Liebe Femtrolle, ich wünschte mir eure Intervention z.B. an Schulen, dort wo man Sexismus zum ersten Mal massiv begegnet oder am Arbeitsplatz, wo er sich im Vorgesetzten- und Untergebenenverhältnis mit Chauvinismus mischt und man nur wenige Möglichkeiten hat sich zu wehren. Oder bringt ein Interventionsteam auf die Beine, dass Samstagsnachts am Hamburger Hauptbahnhof die Creeper Cards verteilt.

Disclaimer: Das wird euch keine Twitter-Aufmerksamkeit, keine tollen Facebook Bilder und keine pseudointelektuellen Diskussionen bringen, denn es würde etwas an der Situation ändern, aber davon haltet ihr ja nicht viel. 

Was ich mir nicht wünsche ist, dass ihr Rückzugsräume und Safespaces von anderen Frauen zerstört, die dieses diskriminierungsfreie Umfeld und das Konzept "Es spielt keine Rolle WER du bist, sondern WAS du kannst und tust." schätzen und lieben gelernt haben. (inb4 blah, blah, 

Sexismus schon verinnerlicht, blah, aus der Sichtweise es gäbe keinen, blah, Stockholm Syndrome, blah, blah )




TL;DR: Femtrolls, stop attention whoreing! GTFO my safe space and my internet culture, swallow your butthurt and get shit done where it's needed! 

Wenn ihr wirklich Frauen unterstützen und gegen den Sexismus kämpfen wollt, dann geht zu den Brennpunkten wo sie euch brauchen und verärgert nicht massiv die Menschen, die sowieso schon latent auf eurer Seite stehen. Euer retweeten, ranten, drohen und blocken hat bis jetzt noch keinem weiblichem Individuum weitergeholfen. Das einzige was es bringt ist ein Strom von Katastrophentouristen auf eure Blogs und Twitteraccounts. 

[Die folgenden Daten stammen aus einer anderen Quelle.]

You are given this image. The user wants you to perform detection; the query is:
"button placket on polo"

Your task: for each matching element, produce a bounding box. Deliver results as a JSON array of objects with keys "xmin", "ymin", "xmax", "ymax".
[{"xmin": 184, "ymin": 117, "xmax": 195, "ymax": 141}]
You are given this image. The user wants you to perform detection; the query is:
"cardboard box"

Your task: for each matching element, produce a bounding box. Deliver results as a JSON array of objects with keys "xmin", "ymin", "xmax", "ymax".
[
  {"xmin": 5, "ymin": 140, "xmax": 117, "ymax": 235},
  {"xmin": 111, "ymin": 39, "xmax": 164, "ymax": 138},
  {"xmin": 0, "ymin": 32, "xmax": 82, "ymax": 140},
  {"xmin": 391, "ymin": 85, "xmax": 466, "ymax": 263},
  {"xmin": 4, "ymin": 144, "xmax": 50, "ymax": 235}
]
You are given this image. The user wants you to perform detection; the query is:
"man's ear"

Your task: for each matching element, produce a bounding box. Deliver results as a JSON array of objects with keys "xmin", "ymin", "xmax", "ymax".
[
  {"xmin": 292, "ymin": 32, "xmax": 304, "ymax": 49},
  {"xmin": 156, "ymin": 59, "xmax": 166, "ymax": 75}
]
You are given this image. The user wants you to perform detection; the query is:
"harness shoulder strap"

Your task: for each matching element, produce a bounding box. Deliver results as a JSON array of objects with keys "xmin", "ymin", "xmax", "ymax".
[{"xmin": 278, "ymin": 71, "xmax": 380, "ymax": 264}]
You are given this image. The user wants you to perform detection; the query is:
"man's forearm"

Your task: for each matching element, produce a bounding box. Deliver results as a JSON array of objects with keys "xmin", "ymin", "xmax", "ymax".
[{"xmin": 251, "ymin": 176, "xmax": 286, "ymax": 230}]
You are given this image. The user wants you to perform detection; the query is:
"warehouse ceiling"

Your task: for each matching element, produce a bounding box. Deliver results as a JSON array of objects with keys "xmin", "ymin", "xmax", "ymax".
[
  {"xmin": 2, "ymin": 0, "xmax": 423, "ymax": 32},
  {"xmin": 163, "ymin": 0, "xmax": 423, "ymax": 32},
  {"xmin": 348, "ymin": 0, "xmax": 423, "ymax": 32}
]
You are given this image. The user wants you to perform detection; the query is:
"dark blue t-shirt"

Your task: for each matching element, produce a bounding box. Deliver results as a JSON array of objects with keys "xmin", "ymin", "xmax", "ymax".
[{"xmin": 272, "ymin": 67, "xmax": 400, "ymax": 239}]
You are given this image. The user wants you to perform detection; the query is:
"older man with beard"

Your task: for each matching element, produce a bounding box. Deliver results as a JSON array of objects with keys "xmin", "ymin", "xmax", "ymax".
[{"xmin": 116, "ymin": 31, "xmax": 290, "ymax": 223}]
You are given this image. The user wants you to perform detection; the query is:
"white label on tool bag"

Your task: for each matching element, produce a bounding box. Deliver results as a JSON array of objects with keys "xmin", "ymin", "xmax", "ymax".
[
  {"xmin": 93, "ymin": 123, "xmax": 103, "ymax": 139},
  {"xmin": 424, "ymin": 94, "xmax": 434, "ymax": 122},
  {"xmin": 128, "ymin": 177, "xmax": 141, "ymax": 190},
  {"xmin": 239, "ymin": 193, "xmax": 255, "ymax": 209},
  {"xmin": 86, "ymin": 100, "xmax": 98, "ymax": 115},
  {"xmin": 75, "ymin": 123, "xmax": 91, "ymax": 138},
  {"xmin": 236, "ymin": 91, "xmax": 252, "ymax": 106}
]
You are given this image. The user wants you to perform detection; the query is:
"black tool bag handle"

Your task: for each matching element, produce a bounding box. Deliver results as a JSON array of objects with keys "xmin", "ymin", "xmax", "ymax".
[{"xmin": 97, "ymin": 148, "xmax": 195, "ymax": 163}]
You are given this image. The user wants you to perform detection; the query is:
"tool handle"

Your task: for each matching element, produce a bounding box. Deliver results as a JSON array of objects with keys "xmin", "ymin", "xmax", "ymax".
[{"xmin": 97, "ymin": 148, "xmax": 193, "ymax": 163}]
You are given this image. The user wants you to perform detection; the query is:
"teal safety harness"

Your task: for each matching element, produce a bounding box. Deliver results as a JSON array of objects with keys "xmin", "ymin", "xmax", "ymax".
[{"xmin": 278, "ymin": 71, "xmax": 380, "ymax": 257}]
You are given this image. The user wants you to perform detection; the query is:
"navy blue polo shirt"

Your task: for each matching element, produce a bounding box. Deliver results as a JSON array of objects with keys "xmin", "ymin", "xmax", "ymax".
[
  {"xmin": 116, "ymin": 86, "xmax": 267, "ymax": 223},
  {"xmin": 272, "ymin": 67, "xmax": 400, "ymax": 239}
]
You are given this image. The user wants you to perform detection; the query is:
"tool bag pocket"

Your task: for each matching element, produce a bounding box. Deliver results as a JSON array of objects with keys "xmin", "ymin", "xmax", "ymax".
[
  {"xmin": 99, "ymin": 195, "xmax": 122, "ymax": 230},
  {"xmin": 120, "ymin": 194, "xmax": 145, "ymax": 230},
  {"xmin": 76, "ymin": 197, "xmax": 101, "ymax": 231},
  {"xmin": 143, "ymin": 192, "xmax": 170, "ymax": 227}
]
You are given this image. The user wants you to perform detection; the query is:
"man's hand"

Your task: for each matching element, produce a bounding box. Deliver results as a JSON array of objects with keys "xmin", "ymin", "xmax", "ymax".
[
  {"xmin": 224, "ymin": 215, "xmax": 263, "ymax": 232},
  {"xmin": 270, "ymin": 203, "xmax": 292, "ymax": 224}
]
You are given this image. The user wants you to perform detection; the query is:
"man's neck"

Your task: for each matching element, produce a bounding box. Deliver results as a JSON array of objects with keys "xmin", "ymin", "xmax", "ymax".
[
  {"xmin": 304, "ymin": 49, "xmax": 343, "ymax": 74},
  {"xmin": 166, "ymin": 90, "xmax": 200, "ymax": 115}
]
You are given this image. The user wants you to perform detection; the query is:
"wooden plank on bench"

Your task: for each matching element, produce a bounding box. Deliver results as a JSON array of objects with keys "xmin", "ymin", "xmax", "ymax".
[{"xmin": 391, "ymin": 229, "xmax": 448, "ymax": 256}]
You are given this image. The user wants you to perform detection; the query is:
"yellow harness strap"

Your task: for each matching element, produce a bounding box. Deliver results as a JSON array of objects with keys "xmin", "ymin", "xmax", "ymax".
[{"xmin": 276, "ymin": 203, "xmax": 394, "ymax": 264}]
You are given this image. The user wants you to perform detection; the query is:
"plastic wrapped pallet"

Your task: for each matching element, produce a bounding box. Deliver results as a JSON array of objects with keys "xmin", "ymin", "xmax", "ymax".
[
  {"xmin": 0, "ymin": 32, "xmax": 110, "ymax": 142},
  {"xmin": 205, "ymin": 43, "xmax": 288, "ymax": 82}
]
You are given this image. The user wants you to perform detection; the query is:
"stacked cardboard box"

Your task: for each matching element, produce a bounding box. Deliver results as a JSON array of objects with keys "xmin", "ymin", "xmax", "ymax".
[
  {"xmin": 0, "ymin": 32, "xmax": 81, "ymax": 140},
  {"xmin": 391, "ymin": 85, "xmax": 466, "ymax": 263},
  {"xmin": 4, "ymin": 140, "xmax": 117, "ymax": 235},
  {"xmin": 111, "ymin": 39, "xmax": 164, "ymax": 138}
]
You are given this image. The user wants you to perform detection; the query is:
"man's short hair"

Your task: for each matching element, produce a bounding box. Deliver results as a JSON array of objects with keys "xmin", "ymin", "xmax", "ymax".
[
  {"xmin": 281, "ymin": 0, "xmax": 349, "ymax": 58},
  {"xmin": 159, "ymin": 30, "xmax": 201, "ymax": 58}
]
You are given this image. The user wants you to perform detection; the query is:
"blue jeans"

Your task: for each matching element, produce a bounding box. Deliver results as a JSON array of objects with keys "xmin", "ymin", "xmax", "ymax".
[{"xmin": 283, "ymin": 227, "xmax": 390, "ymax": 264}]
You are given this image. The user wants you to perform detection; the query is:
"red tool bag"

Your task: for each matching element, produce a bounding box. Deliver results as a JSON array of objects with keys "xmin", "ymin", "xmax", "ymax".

PS: Haben einige von euch schon mal drüber nachgedacht dass manche unangenehme Situationen euch gegenüber kein Sexismus sind, sondern nur Menschen die euch als Person einfach überhaupt nicht leiden können? 

Ich könnte das verstehen. Es ist natürlich immer einfacher die Ablehnung von Menschen auf einen System bedingten Misstand zurückzuführen statt sich einzugestehen dass man selbst vielleicht eine ganz furchtbare Person ist.

Ich erinnere mich an eine Situation auf dem Balkon beim 29c3 wo eine eurer Rädelsführerinnen in einem Kreis um Verständnis bemühter, hilfsbereiter und deeskalierender Menschen stand, die sie anblökte, in höchst zickigem, aroganten und verletzten Ton. Ich glaubte schon es hätte eine zumindest versuchte Vergewaltigung gegeben, so in Rage wurde das Ganze vorgetragen. 


Es dauerte bis ich verstand dass es darum ging dass ihr jemand etwas aus der Hand genommen hatte um ihr zu zeigen wie es funktioniert. Was natürlich total sexistisch ist weil man muss natürlich sofort unterstellen der Unterrichtende hätte das getan weil er ja sicher glaubte sie als Frau könne das nicht bedienen.



WTF?! Verdächtigungen, Annahmen, Unterstellungen, konstruierte Probleme, Profilneurose und Geltundsdrang. 

Wenn dass die Art ist wie ihr mich als Frau gegen Sexismus unterstützten wollt, gute Nacht.